Au-delà, le principal maillon faible du système, c’est le lycée. Encore à l’heure actuelle, les disciplines scientifiques y sont utilisées comme un filtre. Il faut réussir à entrer en section « S » pour accéder aux meilleures formations supérieures, même si on n’est pas vraiment passionné par les sciences. La création d’une filière scientifique innovante au lycée, conçue non pour sélectionner une élite, mais pour accompagner des élèves motivés dans un cursus de trois ans et un réel débouché dans le supérieur, pour devenir ensuite selon les cas technicien, ingénieur, chercheur, enseignant ou patron de start-up. Nous avons reçu un fort soutien des milieux universitaires, UJF et Grenoble-INP en tête, qui constatent à la fois l’image brouillée des sciences auprès des jeunes et les difficultés liées à la transition lycée – enseignement supérieur en matière de méthodes de travail.

le lycée Emmanuel Mounier.

Créer un « établissement modèle » sur la base d’une fondation privée aurait été une solution possible, et à vrai dire beaucoup plus facile à mettre en œuvre, mais notre volonté était de nous inscrire prioritairement dans le cadre du service public de l’Éducation nationale. Après des démarches auprès du Ministère, nous avons pu travailler directement avec un établissement pour envisager la mise en place d’une filière expérimentale : le lycée Emmanuel Mounier.

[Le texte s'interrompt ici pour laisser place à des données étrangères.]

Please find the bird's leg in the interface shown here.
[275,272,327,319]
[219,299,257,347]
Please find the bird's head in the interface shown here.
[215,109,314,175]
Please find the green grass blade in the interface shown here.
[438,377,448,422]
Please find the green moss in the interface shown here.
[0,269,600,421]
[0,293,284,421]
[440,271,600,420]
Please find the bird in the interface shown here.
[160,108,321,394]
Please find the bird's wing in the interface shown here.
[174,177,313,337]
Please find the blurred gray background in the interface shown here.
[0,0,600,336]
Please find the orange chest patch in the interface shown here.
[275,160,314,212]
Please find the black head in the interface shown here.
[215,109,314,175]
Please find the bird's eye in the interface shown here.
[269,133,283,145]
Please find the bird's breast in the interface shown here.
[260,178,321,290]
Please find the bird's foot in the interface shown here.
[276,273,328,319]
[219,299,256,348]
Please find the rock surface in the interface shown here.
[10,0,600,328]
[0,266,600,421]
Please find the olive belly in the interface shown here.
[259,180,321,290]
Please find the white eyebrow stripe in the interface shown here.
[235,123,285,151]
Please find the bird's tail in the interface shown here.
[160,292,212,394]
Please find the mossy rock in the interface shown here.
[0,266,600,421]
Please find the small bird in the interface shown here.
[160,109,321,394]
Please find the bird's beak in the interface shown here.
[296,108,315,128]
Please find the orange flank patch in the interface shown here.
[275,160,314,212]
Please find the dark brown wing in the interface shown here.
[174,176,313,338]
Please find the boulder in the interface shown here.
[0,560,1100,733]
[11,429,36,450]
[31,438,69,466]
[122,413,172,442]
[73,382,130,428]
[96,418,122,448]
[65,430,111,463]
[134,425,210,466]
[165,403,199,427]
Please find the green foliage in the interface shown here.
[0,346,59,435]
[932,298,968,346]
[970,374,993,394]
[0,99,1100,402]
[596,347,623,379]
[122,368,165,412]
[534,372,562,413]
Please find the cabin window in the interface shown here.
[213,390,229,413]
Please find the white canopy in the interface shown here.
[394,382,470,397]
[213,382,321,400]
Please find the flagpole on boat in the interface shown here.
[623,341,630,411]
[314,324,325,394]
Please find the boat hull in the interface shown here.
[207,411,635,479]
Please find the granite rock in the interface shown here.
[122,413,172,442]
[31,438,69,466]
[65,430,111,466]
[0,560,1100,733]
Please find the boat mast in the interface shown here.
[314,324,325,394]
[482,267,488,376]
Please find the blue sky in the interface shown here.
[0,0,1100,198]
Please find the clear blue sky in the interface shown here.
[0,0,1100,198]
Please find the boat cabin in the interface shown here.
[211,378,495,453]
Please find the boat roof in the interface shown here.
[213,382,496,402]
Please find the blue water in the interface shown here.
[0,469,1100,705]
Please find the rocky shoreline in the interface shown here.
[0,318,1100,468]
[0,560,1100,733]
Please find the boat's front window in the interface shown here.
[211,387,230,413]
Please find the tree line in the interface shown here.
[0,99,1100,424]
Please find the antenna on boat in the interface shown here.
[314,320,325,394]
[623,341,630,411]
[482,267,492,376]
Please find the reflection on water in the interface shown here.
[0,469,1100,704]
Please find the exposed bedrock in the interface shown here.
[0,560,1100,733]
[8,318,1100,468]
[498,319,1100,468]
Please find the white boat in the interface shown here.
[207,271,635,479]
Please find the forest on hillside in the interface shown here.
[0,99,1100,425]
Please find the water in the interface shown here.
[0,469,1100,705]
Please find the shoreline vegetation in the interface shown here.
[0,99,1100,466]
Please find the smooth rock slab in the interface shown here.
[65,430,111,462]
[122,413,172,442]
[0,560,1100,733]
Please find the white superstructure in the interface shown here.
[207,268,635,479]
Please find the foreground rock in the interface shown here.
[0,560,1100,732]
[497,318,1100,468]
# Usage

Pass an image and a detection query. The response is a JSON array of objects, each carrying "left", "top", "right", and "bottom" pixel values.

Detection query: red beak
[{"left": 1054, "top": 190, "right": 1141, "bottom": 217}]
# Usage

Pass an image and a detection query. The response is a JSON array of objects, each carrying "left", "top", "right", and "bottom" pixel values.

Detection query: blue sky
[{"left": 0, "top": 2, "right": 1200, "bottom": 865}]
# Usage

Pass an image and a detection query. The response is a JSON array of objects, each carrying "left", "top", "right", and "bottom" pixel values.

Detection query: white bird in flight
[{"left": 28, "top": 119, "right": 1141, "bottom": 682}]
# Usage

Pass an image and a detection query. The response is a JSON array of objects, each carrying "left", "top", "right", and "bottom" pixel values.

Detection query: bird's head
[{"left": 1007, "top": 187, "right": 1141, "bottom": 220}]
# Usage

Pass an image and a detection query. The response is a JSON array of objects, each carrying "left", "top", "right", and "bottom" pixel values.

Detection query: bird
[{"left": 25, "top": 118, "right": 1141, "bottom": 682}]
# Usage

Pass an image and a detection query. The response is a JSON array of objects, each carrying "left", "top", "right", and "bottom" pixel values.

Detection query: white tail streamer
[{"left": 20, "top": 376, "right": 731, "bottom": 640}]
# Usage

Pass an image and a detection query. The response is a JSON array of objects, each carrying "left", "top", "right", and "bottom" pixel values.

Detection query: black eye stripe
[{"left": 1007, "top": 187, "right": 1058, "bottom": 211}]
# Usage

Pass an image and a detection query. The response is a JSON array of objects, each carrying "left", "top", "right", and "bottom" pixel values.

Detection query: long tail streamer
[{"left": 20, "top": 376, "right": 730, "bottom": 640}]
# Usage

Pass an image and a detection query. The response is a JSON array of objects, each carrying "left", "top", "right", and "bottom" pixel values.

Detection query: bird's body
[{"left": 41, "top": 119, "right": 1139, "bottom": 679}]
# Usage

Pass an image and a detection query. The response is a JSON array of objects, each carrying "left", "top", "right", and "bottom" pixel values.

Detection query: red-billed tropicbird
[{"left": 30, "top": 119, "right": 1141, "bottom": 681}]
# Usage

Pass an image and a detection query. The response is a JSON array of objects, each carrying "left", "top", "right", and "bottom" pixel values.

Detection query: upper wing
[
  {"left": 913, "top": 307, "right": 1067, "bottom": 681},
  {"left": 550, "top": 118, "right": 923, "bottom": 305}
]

Grâce à une équipe enseignante motivée, à l’existence de nombreux projets d’établissement autour des sciences conçus dans une dynamique interdisciplinaire incluant les humanités, nous avons pu avancer rapidement jusqu’à la rentrée 2010, lorsque le Rectorat et la Région annoncent la fermeture à court terme de l’établissement…

La gestion du dossier du lycée Mounier a été complexe, et je ne vais pas revenir en détail sur les différents épisodes qui ont émaillé l’année scolaire 2010-2011. Je me suis battu, intercédant auprès de tous les acteurs y compris le Ministre, d’abord pour le dialogue et l’engagement de la reconstruction sur site, puis pour la continuité pédagogique de l’établissement, enfin pour conserver un effectif raisonnable pendant la période de transition. Dans cette bataille, l’existence de ce « projet Charpak » a été un élément important dans les négociations et le travail des médiateurs. L’ajout d’un internat de 200 places dans le programme du nouveau lycée Mounier, pour permettre d’élargir son bassin de recrutement et augmenter la mixité de ses publics, résulte ainsi directement de nos propositions. L’idée d’un accompagnement des parcours scientifiques au lycée, en coopération étroite avec l’université, a été reprise par l’Éducation nationale et s’est traduite à Grenoble par le projet « Ambisciences », qui réunit les lycées Argouges, Mounier et Vaucanson autour de l’UJF.

Les obstacles sont nombreux. La question de l’expérimentation dans l’Éducation nationale reste sensible et la concurrence entre établissements est particulièrement sensible au lycée. Mais les avancées se font pas à pas. Le constat que nous dressions fin 2009 reste valable : la proportion de jeunes issus de milieux défavorisés qui accèdent aux études supérieures scientifiques est trop faible, alors même que l’enseignement des sciences, théoriquement moins tributaire de prérequis culturels que d’autres disciplines, a été et devrait être un facteur de lutte contre les inégalités sociales. Le souvenir d’un Georges Charpak, immigré juif d’Europe centrale, ayant trouvé sa voie dans notre pays à travers la passion des sciences et cherché ensuite le moyen de transmettre cette passion aux plus jeunes, doit continuer de nous inspirer. Grenoble ville de sciences doit continuer à chercher comment mieux partager cette ressource exceptionnelle, par la culture scientifique avec le CCSTI, mais aussi en ouvrant l’accès aux formations et aux emplois scientifiques et technologiques, domaines ouverts à différentes formes d’intelligences et où les débouchés professionnels sont nombreux et diversifiés.